Clearwater was designed from the ground up to be optimized for deployment in virtualized and cloud environments. It leans heavily on established design patterns for building and deploying massively scalable web applications, adapting these design patterns to fit the constraints of SIP and IMS.
In particular …
- All components scale out horizontally using simple, stateless load-balancing.
- Long-lived state is not stored on cluster nodes, avoiding the need for complex data replication schemes. Instead, long-lived state is stored in back-end service nodes using cloud-optimized storage technologies such as Cassandra.
- Interfaces between the front-end SIP components and the back-end services use RESTful web services APIs.
- Interfaces between the various components use connection pooling with statistical recycling of connections to ensure load is spread evenly as nodes are added and removed from each layer.
The diagram below illustrates the Clearwater architecture and its components.
Bono (Edge Proxy)
The Bono nodes form a horizontally scalable SIP edge proxy providing both a SIP IMS Gm compliant interface (P-CSCF) and a WebRTC interface to clients. Client connections are load balanced across the nodes. The Bono node provides the anchor point for the client’s connection to the Clearwater system, including support for various NAT traversal mechanisms. A client is therefore anchored to a particular Bono node for the duration of its registration, but can move to another Bono node if the connection or client fails.
Clients can connect to Bono using SIP/UDP or SIP/TCP. Bono supports any WebRTC client that performs call setup signaling using SIP over WebSocket.

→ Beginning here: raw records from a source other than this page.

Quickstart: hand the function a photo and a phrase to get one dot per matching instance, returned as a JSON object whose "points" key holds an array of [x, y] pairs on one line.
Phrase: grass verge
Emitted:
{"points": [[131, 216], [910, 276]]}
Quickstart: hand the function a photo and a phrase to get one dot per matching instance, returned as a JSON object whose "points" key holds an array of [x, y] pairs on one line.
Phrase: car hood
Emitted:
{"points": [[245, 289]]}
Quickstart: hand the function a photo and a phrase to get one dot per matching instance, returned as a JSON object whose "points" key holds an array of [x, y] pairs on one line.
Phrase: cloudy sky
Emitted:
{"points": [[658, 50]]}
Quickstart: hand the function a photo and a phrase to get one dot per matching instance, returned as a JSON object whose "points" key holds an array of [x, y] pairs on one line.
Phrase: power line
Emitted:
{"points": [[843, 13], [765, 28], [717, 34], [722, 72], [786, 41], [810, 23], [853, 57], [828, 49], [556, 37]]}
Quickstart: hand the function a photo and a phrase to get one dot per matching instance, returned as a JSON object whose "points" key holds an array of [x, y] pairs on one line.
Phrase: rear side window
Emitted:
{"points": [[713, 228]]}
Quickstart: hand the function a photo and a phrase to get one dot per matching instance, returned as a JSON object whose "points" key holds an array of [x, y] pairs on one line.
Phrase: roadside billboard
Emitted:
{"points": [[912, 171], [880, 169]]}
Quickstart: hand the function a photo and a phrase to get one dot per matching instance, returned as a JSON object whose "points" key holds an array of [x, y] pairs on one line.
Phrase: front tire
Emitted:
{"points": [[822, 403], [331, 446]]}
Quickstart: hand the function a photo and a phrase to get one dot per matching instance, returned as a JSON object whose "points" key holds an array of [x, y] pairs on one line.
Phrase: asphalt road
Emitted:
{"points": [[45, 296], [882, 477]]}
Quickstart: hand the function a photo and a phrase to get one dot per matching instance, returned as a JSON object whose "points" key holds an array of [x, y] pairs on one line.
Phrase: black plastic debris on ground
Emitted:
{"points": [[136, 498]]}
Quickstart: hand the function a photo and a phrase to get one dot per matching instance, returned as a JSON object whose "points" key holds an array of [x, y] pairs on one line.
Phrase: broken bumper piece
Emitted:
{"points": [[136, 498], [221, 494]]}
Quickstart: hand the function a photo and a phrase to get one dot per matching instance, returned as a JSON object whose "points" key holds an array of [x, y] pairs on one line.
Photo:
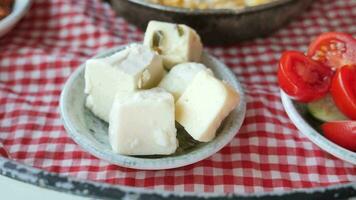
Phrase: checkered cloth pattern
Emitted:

Alternatively, Clearwater can be deployed with a third party P-CSCF or Session Border Controller implementing P-CSCF. In this case Bono nodes are not required.
Sprout (SIP Router)
The Sprout nodes act as a horizontally scalable, combined SIP registrar and authoritative routing proxy, and handle client authentication and the ISC interface to application servers. This is where the bulk of the I-CSCF and S-CSCF function resides (with the remainder in Homestead).
The Sprout nodes also contain the optional, in-built MMTel application server.
The Sprout cluster includes a redundant memcached cluster storing client registration data and other long-lived state. SIP transactions are load balanced across the Sprout cluster, so there is no long-lived association between a client and a particular Sprout node. Sprout uses Web services interfaces provided by Homestead and Homer to retrieve HSS configuration such as authentication data/user profiles, and MMTel service settings.
Homestead (HSS Mirror)
Homestead provides a Web services interface to Sprout for retrieving authentication credentials and user profile information. It can either master the data (in which case it exposes a Web services provisioning interface) or can pull the data from an IMS compliant HSS over the Cx interface. The Homestead nodes run as a cluster using Cassandra as the store for mastered/mirrored data.
In the IMS architecture, the HSS mirror function is considered to be part of the I-CSCF and S-CSCF components, so in Clearwater I-CSCF and S-CSCF function is implemented with a combination of Sprout and Homestead (and Ralf if Rf billing is supported) clusters.
Ralf (Rf CTF)
Ralf provides Rf Charging Trigger Function, which is used in IMS to provide offline billing. Bono and Sprout report P-CSCF and I-CSCF/S-CSCF chargeable events respectively to Ralf, which then reports these over Rf to an external Charging Data Function (CDF).
As the other components, Ralf nodes run as a cluster, with session state stored in memcached. (Storage of session state is required to conform to the Rf protocol.)
When designing Ralf we couldn’t find any existing horizontally scalable, redundant, timer services which were suitable for generating the periodic messages the Rf specifications require, so we developed Chronos.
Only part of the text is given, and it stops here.